Mmusi Kgafela, Botswana's investment minister, said the success of AGOA in clothing is waning in his country, but Botswana is sending automotive components to South Africa that are then exported to the U.S. under the tariff preference program.

He said his companies find the logistics of exporting to the U.S. difficult. But, he said, Botswana wants AGOA extended indefinitely, not just for a 10-year period like this time.

Kgafela said some trade ministers in Africa are asking the U.S. government to stop adding additional eligibility rules, such as environmental issues. "As they get added on, it makes it more and more difficult for African countries to benefit," he said.

Several of the speakers at the program are from countries that export minimally to the U.S., and one said phytosanitary standards were blocking his growers.

Kgafela added, "We need to take stock of ourselves, those African countries that have not benefited as much."

The Atlantic Council will be issuing an AGOA report soon, but in an executive summary of its recommendations, the think tank said there should be fewer short-term eligibility decisions, such as removing Ethiopia from the program during the civil war. If eligibility does not come and go, it will "boost investor confidence and support long-term economic development, which is the best way for the US to achieve its broader commercial and political goals."
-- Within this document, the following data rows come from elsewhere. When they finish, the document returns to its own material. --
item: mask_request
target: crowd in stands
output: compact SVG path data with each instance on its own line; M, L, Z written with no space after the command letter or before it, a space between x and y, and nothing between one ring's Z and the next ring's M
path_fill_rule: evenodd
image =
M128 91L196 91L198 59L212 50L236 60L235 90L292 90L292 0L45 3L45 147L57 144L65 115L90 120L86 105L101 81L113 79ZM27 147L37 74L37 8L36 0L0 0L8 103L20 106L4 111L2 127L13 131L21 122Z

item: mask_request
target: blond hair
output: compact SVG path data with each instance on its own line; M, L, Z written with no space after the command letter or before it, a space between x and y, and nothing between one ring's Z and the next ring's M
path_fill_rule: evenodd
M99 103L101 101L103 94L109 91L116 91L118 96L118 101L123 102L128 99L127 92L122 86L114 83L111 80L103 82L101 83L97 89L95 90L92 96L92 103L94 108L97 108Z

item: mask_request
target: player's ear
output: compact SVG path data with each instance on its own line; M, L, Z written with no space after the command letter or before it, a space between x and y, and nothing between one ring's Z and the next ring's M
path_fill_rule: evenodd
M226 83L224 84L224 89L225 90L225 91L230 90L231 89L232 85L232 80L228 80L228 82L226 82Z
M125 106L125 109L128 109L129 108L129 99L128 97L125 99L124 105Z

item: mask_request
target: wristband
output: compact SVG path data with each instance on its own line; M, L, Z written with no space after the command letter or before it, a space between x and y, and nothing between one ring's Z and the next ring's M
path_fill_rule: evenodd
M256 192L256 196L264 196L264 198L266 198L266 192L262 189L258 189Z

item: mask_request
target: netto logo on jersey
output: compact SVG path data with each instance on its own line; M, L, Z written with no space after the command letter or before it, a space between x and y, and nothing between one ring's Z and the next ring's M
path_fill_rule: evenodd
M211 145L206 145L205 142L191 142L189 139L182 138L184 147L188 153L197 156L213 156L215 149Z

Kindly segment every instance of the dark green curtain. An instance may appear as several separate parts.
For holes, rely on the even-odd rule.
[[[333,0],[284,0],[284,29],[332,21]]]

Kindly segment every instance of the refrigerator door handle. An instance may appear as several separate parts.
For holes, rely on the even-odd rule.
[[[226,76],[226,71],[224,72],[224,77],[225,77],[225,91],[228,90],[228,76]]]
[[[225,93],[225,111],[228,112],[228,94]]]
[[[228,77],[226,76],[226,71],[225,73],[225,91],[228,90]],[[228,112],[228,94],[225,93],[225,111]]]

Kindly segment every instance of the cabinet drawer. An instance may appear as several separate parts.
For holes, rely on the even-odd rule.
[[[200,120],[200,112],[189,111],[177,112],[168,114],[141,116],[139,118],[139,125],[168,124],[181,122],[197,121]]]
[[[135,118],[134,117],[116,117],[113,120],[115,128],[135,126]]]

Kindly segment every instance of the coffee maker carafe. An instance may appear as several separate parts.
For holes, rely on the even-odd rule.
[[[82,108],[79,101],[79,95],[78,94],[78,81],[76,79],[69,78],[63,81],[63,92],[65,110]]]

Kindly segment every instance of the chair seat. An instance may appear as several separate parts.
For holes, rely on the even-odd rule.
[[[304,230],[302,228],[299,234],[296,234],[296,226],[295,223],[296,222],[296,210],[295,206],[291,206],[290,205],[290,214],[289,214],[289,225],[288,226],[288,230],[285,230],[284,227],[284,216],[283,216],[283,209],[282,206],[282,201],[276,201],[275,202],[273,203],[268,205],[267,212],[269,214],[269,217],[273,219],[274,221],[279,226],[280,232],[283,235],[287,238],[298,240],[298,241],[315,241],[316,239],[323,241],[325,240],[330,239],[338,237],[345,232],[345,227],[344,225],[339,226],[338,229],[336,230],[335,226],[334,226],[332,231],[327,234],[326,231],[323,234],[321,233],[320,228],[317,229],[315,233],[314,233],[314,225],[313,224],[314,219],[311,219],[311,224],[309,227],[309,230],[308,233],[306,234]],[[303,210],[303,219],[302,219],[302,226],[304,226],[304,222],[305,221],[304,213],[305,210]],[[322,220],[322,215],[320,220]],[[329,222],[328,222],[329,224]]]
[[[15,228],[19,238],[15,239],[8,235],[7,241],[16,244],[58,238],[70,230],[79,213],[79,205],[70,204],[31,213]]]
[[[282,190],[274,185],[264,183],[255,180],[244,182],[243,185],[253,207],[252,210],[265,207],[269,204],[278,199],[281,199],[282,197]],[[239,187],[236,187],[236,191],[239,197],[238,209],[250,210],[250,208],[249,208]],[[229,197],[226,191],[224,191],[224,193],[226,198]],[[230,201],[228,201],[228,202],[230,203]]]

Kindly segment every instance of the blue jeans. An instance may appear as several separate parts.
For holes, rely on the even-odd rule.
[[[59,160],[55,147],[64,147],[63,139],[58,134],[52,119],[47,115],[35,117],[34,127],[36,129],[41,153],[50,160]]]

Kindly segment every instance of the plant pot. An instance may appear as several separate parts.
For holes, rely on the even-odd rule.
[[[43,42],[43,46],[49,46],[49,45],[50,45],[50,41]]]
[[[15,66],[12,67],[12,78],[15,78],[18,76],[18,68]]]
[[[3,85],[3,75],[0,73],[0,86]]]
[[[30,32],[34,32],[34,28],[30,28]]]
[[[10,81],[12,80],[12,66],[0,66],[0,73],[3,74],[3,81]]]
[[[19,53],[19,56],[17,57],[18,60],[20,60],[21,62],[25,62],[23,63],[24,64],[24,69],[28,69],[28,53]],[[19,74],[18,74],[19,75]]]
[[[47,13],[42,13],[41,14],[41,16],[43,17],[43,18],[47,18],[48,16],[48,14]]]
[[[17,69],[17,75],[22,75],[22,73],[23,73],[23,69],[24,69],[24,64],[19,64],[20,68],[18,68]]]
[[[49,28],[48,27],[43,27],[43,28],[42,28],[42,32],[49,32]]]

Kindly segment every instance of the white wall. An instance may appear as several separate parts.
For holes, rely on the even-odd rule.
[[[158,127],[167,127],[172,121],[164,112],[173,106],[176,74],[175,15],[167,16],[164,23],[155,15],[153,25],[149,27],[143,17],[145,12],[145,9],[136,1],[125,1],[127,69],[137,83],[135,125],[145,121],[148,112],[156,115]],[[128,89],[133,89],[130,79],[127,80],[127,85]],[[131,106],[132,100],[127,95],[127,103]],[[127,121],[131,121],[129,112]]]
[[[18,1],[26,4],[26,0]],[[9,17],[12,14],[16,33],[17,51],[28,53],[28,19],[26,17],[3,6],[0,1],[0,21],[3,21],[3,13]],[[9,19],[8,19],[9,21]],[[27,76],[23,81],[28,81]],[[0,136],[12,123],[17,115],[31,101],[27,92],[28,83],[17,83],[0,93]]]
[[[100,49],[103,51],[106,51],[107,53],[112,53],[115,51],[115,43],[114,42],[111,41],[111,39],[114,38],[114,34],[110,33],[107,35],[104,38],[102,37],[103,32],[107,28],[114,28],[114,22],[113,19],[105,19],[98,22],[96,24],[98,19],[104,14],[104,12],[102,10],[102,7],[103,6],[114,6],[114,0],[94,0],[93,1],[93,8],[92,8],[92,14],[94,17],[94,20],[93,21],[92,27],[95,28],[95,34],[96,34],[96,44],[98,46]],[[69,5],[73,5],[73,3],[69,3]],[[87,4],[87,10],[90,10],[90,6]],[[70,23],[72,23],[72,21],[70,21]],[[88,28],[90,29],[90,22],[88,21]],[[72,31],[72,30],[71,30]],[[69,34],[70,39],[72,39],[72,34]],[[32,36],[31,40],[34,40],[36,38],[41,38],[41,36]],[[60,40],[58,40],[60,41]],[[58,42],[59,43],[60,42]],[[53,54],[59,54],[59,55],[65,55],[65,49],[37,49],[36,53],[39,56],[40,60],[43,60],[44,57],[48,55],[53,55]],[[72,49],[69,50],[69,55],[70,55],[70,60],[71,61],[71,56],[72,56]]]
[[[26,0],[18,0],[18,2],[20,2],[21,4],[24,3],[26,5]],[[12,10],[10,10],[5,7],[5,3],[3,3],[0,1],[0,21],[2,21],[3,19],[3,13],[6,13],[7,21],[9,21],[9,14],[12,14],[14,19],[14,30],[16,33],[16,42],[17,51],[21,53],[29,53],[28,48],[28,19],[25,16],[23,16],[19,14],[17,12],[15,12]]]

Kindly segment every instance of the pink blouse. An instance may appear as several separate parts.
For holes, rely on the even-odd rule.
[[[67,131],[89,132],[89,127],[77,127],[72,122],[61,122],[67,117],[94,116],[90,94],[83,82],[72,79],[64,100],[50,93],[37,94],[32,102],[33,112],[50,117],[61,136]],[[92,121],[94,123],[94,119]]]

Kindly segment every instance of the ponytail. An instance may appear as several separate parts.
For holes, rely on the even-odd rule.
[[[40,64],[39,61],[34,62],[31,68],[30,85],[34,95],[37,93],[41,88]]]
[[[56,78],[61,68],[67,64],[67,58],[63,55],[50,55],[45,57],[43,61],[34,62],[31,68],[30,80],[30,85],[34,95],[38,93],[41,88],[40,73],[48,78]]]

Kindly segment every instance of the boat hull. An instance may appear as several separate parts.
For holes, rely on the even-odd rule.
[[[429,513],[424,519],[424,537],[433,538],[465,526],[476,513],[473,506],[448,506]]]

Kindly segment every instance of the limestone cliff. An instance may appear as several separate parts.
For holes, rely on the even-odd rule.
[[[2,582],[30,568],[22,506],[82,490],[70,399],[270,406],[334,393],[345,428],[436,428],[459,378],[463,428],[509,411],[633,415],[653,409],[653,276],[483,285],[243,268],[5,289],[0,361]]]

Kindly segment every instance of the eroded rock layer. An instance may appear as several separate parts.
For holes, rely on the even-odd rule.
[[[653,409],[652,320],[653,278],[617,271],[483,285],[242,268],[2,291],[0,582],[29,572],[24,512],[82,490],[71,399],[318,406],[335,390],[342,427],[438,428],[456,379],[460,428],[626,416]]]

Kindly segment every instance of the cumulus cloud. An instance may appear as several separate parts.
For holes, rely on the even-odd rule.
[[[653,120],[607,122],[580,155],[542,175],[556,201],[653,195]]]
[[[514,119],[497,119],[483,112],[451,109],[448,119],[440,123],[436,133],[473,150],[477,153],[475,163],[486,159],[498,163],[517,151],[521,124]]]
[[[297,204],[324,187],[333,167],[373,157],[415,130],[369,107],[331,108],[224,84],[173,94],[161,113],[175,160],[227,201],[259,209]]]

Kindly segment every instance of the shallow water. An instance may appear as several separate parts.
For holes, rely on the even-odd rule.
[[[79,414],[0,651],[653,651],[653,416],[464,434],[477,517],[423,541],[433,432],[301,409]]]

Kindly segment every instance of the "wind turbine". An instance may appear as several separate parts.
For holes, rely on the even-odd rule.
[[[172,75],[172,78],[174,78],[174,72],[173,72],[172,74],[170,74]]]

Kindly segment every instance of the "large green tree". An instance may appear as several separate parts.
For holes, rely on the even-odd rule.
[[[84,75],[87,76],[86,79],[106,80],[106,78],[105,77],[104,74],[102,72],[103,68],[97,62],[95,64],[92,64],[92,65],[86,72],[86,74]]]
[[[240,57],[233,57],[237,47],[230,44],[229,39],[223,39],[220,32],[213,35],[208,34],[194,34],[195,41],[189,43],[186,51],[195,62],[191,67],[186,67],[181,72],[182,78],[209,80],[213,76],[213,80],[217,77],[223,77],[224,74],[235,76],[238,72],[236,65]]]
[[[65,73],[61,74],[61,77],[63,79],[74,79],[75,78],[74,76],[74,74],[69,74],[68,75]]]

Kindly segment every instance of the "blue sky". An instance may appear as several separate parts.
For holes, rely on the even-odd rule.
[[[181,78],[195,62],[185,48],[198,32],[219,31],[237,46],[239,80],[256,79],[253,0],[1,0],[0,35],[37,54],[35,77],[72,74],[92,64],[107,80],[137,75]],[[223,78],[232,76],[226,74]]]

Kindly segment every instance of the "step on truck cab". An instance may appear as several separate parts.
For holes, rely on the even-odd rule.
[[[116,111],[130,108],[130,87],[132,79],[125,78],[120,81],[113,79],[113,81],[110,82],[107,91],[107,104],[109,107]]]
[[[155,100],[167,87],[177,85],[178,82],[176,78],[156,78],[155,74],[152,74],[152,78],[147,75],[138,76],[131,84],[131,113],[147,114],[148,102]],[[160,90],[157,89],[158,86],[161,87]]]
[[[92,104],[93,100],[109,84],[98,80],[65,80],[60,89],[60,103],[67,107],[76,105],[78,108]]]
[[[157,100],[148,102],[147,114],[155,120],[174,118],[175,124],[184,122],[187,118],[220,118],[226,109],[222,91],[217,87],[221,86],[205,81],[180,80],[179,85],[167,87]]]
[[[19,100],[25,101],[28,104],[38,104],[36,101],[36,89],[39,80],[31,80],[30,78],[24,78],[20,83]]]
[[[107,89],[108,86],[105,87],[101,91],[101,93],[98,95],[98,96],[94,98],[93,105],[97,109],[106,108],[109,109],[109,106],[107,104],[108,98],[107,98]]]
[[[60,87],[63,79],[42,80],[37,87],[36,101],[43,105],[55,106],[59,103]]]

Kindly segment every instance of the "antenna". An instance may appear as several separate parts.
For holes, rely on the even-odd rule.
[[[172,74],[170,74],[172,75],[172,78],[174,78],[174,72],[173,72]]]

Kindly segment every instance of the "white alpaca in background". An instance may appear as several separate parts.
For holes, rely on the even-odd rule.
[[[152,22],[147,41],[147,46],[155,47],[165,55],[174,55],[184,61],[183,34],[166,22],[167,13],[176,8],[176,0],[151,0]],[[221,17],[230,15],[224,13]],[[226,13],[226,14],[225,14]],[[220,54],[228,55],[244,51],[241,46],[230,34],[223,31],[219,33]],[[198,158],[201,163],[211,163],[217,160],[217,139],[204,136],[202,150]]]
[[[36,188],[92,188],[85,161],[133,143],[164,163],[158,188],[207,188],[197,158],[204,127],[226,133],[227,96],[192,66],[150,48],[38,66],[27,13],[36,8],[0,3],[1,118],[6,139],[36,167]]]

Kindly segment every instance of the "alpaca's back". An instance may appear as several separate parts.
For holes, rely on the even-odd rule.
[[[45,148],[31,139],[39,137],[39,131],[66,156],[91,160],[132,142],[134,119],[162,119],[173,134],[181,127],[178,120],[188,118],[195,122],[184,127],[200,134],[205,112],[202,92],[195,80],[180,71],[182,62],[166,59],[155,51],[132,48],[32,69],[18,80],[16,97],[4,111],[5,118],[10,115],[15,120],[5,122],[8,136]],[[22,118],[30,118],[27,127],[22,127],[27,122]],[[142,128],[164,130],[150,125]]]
African countries should develop AGOA strategies, they said, and the U.S. could support strategies in a few large countries that are not exporting much now, such as the Democratic Republic of the Congo and the Central African Republic, the summary suggested.

Rama Yade, senior director of the Africa Center at the Atlantic Council, said at the event that she is pleased that Benin is sending tens of thousands of garments to the U.S. after factories there contracted with Children's Place. "That’s the Made in Africa I had in mind," she said.